Bypass (Bypass) op('safety_check').par.Bypass Toggle

Default:: Off

Show Built-in Parameters (Showbuiltin) op('safety_check').par.Showbuiltin Toggle

Default:: Off

Version (Version) op('safety_check').par.Version String

Default:: 1.0.0

Last Updated (Lastupdated) op('safety_check').par.Lastupdated String

Default:: 2024-11-10

Creator (Creator) op('safety_check').par.Creator String

Default:: dotsimulate

Website (Website) op('safety_check').par.Website String

Default:: https://dotsimulate.com

ChatTD Operator (Chattd) op('safety_check').par.Chattd OP

Default:: /dot_lops/ChatTD

Callbacks

Available Callbacks:

onViolation

Example Callback Structure:

def onViolation(info):
# Called when a safety check fails (e.g., toxicity/profanity threshold exceeded)
# info dictionary contains details like:
# - op: The Safety Check operator
# - checkType: 'toxicity' or 'profanity'
# - messageId: ID of the violating message
# - message: Content of the violating message
# - role: Role associated with the message
# - score: The calculated score (toxicity or profanity probability)
# - threshold: The threshold that was exceeded
print(f"Safety violation detected: {info.get('checkType')}")
# Example: op('path/to/notifier').par.Sendmessage.pulse()
pass

Performance Considerations

Performance depends on input text size and enabled checks.
Transformer-based toxicity detection can be resource-intensive.
Analyze only necessary parts of conversations (e.g., last_message) for better performance.
batch update mode might be faster for large inputs.

Usage Examples

Analyzing a Full Conversation

safety_checker = op('safety_check1')
conversation_dat = op('conversation_log') # Assuming this DAT exists

# Connect input
safety_checker.inputConnectors[0].connect(conversation_dat)

# Configure checks
safety_checker.par.Analyzemode = 'full_conversation'
safety_checker.par.Checkmodes = 'toxicity profanity' # Enable both
safety_checker.par.Toxicitythreshold = 0.5
safety_checker.par.Profanitythreshold = 0.6

# Start check
safety_checker.par.Check.pulse()

# View results
# toxicity_results = safety_checker.op('toxicity_table')
# profanity_results = safety_checker.op('profanity_table')
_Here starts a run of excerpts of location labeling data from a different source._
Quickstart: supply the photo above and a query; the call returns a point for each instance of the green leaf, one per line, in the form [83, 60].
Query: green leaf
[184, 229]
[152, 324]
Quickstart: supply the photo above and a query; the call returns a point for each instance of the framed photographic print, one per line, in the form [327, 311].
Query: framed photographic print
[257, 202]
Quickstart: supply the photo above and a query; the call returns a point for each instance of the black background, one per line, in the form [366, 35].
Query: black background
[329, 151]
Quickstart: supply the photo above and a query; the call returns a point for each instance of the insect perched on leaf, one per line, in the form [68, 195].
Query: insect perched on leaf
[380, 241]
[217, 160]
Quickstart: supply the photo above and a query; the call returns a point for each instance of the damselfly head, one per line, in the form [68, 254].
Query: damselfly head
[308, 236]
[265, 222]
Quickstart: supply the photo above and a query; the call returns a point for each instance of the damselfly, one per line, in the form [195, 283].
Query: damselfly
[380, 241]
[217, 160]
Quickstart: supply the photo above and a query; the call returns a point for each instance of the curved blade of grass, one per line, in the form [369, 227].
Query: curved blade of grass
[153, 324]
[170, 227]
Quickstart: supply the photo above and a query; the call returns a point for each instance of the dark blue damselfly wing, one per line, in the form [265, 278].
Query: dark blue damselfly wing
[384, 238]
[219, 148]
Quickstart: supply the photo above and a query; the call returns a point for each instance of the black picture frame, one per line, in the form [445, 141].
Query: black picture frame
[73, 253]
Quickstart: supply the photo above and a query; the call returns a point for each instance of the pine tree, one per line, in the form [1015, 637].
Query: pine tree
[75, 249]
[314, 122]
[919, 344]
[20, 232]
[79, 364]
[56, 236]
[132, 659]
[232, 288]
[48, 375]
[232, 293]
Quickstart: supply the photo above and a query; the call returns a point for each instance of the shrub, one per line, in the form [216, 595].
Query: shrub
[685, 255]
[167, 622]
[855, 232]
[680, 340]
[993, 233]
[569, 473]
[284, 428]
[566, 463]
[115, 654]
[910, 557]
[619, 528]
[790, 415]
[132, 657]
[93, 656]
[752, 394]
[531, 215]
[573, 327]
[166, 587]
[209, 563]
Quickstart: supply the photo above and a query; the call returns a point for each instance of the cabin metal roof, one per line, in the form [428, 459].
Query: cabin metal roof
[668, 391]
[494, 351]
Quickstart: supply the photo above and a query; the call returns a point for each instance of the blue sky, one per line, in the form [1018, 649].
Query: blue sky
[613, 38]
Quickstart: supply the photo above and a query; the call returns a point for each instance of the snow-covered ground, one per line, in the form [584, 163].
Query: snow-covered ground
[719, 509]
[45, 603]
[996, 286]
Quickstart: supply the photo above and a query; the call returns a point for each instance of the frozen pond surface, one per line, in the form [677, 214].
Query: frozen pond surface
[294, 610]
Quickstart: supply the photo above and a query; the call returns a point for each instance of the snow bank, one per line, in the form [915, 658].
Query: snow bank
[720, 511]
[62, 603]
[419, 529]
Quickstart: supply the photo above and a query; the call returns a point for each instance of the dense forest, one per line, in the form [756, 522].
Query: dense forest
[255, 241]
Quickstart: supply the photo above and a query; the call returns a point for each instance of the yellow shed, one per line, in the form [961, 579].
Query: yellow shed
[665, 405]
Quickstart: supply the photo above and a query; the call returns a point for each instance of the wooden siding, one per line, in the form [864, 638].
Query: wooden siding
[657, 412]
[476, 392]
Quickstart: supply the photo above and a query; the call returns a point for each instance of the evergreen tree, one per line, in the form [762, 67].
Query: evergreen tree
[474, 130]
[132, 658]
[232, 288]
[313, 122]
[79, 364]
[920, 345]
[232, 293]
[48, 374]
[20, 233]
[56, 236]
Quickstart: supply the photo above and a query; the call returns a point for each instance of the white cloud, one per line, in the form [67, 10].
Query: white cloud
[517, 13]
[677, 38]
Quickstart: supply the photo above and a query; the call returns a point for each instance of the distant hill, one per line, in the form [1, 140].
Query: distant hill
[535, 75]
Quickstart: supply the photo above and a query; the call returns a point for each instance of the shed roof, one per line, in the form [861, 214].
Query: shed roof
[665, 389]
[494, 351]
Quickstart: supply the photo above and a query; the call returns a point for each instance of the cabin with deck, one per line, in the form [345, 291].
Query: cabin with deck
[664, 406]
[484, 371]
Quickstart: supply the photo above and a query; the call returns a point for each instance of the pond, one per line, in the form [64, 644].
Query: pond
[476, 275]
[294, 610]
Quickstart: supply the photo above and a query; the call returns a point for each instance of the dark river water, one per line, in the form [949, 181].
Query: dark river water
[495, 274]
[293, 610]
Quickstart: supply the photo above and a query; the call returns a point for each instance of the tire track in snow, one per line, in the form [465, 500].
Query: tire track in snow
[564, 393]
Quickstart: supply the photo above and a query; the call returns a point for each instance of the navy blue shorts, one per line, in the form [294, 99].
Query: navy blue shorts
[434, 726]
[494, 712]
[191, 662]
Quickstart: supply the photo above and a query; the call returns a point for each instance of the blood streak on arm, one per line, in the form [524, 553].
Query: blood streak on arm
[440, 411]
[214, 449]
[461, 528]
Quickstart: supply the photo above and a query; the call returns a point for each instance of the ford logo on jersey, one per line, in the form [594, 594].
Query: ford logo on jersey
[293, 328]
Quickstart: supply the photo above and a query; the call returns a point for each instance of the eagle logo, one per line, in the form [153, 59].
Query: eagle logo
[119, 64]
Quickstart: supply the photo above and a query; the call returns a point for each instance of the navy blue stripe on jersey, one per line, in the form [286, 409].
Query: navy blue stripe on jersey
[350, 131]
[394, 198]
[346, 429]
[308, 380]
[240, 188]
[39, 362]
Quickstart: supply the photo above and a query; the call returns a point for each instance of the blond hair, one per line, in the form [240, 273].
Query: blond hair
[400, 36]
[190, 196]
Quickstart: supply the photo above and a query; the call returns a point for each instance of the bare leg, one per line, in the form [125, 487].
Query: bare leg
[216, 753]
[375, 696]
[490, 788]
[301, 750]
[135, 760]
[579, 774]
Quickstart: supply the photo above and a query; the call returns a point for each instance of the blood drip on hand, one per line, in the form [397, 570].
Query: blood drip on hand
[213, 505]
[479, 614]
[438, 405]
Using Callbacks for Violations

# 1. Create a Text DAT (e.g., 'safety_callbacks')
# 2. Add the onViolation function (see Callbacks section above)

safety_checker = op('safety_check1')

# Configure callbacks
safety_checker.par.Callbackdat = op('safety_callbacks')
safety_checker.par.Onviolation = 1

# Run checks as usual
safety_checker.par.Check.pulse()

# The onViolation function in 'safety_callbacks' DAT will execute if thresholds are met.

Common Use Cases

Moderating chatbots and virtual assistants.
Filtering user-generated content (comments, posts).
Ensuring safety in text-based games or virtual worlds.
Flagging inappropriate language in online communities.